Alright so good tools make the easy stuff easy right? Lets take a look at how step makes the easy use cases easy. A simple self-signed certificate:

# Generate self-signed certificate
step certificate create --profile self-signed --subtle subject cert.pem key.pem

# Inspect certificate
step certificate inspect cert.pem

# Create root CA and intermediate CA
step certificate create --profile root-ca root root.cert.pem root.key.pem
step certificate create --profile intermedate-ca \
  --ca root.cert.pem \
  --ca-key root.key.pem \
  intermediate intermediate.cert.pem intermediate.key.pem

# Sign a leaf certificate with the intermediate above
step certificate create --profile leaf \
  --ca intermediate.cert.pem \
  --ca-key intermediate.key.pem \
  my-leaf leaf.cert.pem leaf.key.pem

Pretty straight forward right? The profile flag is really helpful for setting a lot of the right defaults for common use cases.

Templating

The concern with a simplistic interface like the one before is that we might have lost some control and that the system might not work for a particular corner case. Indeed my original test data use case requires

This is because the application I was working on must issue code signing certificates and in accordance with the CAB forum we need to have all intermediates share the extended key usages (EKU) that they will issue to leaf certificates. This is called EKU chaining.

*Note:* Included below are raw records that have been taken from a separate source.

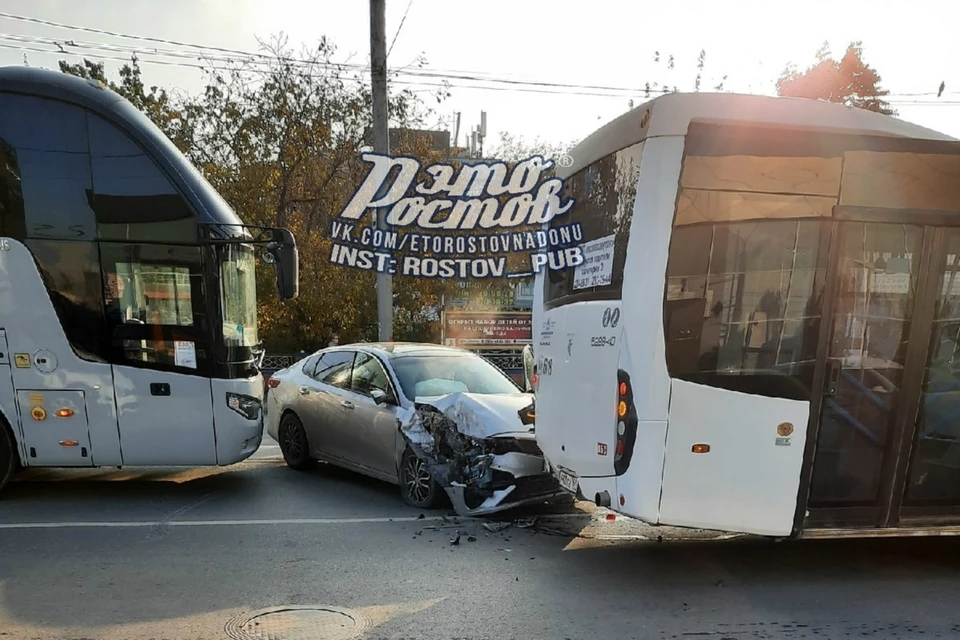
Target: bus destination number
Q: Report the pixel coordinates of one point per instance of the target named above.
(545, 368)
(611, 317)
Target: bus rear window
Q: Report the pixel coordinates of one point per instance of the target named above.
(603, 195)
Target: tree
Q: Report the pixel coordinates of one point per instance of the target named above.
(651, 88)
(156, 103)
(849, 81)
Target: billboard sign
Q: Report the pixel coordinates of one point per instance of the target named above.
(479, 330)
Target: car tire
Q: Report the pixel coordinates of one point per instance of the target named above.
(417, 487)
(293, 443)
(8, 455)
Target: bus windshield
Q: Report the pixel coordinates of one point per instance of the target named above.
(238, 296)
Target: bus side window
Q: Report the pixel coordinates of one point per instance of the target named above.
(45, 170)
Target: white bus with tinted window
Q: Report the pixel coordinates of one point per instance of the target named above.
(764, 336)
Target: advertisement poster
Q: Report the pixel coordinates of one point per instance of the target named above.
(478, 330)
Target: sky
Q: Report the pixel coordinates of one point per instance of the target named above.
(604, 43)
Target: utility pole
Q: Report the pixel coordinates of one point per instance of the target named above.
(381, 144)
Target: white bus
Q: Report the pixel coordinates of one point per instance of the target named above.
(128, 318)
(764, 338)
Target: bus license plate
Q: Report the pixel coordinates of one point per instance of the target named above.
(568, 481)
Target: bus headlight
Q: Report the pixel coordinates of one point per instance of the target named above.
(246, 406)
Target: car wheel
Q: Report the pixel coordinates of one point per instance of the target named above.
(8, 456)
(417, 486)
(293, 443)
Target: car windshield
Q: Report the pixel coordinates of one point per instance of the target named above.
(435, 375)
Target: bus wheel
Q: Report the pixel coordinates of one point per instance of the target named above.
(293, 443)
(8, 455)
(417, 487)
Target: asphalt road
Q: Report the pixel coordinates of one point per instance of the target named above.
(185, 553)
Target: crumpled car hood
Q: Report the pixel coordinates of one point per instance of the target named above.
(457, 434)
(483, 415)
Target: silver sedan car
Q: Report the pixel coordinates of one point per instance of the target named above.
(434, 420)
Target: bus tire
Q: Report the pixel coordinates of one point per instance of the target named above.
(417, 487)
(8, 454)
(293, 443)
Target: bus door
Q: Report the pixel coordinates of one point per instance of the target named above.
(160, 330)
(884, 447)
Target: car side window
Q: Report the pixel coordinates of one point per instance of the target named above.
(368, 374)
(335, 368)
(310, 366)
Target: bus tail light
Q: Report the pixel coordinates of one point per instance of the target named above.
(626, 421)
(246, 406)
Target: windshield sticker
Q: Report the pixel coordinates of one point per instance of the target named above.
(597, 267)
(478, 221)
(185, 354)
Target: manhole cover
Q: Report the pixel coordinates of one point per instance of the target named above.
(307, 622)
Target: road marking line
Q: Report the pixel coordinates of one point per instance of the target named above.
(231, 523)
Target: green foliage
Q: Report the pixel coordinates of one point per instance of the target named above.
(849, 81)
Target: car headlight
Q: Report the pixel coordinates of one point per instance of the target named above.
(247, 406)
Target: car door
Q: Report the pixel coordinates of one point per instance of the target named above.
(373, 439)
(332, 401)
(306, 402)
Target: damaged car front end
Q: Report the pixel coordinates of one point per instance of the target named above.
(481, 449)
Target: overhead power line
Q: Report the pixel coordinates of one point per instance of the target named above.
(227, 56)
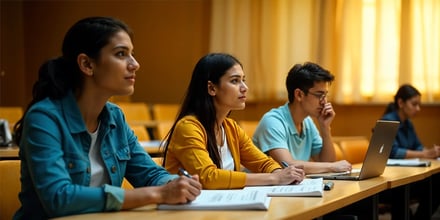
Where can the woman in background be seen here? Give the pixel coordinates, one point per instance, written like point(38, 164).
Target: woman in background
point(405, 106)
point(205, 141)
point(407, 145)
point(75, 146)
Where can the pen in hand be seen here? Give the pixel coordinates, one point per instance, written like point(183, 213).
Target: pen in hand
point(185, 173)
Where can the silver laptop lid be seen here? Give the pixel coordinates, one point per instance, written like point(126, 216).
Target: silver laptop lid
point(379, 148)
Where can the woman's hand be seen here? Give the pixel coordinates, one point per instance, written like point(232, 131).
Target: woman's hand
point(181, 190)
point(290, 175)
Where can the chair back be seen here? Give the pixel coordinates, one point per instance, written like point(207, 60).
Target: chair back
point(10, 186)
point(141, 132)
point(165, 112)
point(12, 114)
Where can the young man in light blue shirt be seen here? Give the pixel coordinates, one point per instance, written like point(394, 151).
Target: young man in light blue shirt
point(288, 133)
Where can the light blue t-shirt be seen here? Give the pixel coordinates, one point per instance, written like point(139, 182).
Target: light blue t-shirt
point(276, 130)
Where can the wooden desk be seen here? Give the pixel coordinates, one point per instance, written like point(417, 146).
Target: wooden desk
point(400, 180)
point(9, 153)
point(343, 194)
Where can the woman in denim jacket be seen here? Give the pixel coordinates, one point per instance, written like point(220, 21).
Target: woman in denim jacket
point(75, 146)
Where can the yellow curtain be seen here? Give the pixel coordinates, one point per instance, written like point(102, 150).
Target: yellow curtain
point(371, 46)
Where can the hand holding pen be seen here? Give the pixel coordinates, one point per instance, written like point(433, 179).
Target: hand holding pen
point(295, 174)
point(181, 190)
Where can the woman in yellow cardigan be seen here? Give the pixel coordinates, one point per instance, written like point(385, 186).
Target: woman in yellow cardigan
point(204, 141)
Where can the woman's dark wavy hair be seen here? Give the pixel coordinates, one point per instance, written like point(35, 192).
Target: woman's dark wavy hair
point(303, 76)
point(199, 103)
point(405, 92)
point(56, 77)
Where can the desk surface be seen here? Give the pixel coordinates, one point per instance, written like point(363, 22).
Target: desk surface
point(344, 193)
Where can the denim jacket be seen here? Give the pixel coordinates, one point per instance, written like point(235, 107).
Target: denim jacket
point(55, 166)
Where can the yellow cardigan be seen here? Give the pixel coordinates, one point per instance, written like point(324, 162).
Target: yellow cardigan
point(187, 149)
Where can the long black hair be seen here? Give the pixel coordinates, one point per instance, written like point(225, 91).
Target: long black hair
point(58, 76)
point(405, 92)
point(199, 103)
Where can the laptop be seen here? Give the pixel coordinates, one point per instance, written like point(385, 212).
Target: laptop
point(375, 160)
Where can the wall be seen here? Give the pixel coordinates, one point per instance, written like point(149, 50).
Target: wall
point(358, 120)
point(170, 36)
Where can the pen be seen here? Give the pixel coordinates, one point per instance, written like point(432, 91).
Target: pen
point(184, 172)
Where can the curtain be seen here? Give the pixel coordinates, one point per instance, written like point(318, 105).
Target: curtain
point(371, 46)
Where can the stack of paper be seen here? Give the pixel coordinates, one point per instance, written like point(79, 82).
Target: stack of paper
point(308, 187)
point(253, 198)
point(224, 200)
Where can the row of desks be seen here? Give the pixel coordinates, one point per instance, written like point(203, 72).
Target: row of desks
point(343, 194)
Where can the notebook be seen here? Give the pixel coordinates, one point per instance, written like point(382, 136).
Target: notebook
point(375, 160)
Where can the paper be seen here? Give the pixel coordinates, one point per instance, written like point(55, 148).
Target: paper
point(308, 188)
point(224, 200)
point(416, 162)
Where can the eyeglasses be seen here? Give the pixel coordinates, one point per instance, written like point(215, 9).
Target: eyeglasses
point(321, 96)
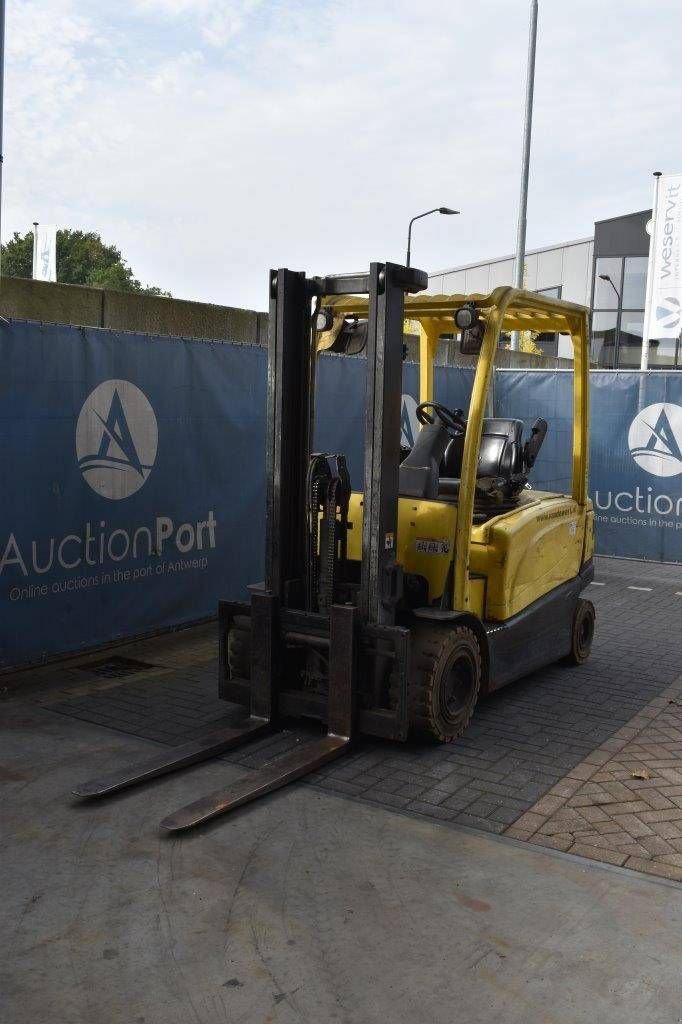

This is where we start to use the templating system of step. In fact, the profiles used above were simply preset templates. To start we need to create a root CA with max path length = 2. This ensures that the number of hops to the leaf certificate is at most 3 (yeah weird, but its one of those off by one moments you know and love from computer science). This is achieved with the following template and step invocation:

cat <<EOF > root.tpl
{
   "subject": {
      "commonName": "root"
   },
   "issuer": {
      "commonName": "root"
   },
   "keyUsage": ["certSign", "crlSign"],
   "basicConstraints": {
     "isCA": true,
     "maxPathLen": 2
   }
}
EOF

step certificate create --template root.tpl root root.cert.pem root.key.pem

Now we create the intermediates, again using the templating system to control EKU as desired:

cat <<EOF > intermediate1.tpl
{
   "subject": {
      "commonName": "intermediate1"
   },
   "keyUsage": ["certSign", "crlSign"],
   "extKeyUsage": ["codeSigning"],
   "basicConstraints": {
     "isCA": true,
     "maxPathLen": 1
   }
}
EOF

step certificate create \
  --template intermediate1.tpl \
  --ca root.cert.pem \
  --ca-key root.key.pem \
  intermediate1 intermediate1.cert.pem intermediate1.key.pem

cat <<EOF > intermediate2.tpl
{
   "subject": {
      "commonName": "intermediate2"
   },
   "keyUsage": ["certSign", "crlSign"],
   "extKeyUsage": ["codeSigning"],
   "basicConstraints": {
     "isCA": true,
   }
}
EOF

step certificate create \
  --template intermediate2.tpl \
  --ca intermediate1.cert.pem \
  --ca-key intermedate1.key.pem \
  intermediate2 intermediate2.cert.pem intermediate2.key.pem

Hazzah! Not too bad at all. I think the key thing about step is that, not only was it easy to figure this out once I understood the basics, the documentation had a massive amount of examples to tweak and extend.

Conclusions

If you’re looking for a well documented, versitile tool crypto tool without all the sharp edges: the step CLI is for you. This is especially true if you haven’t already invested a load of time learning about openssl.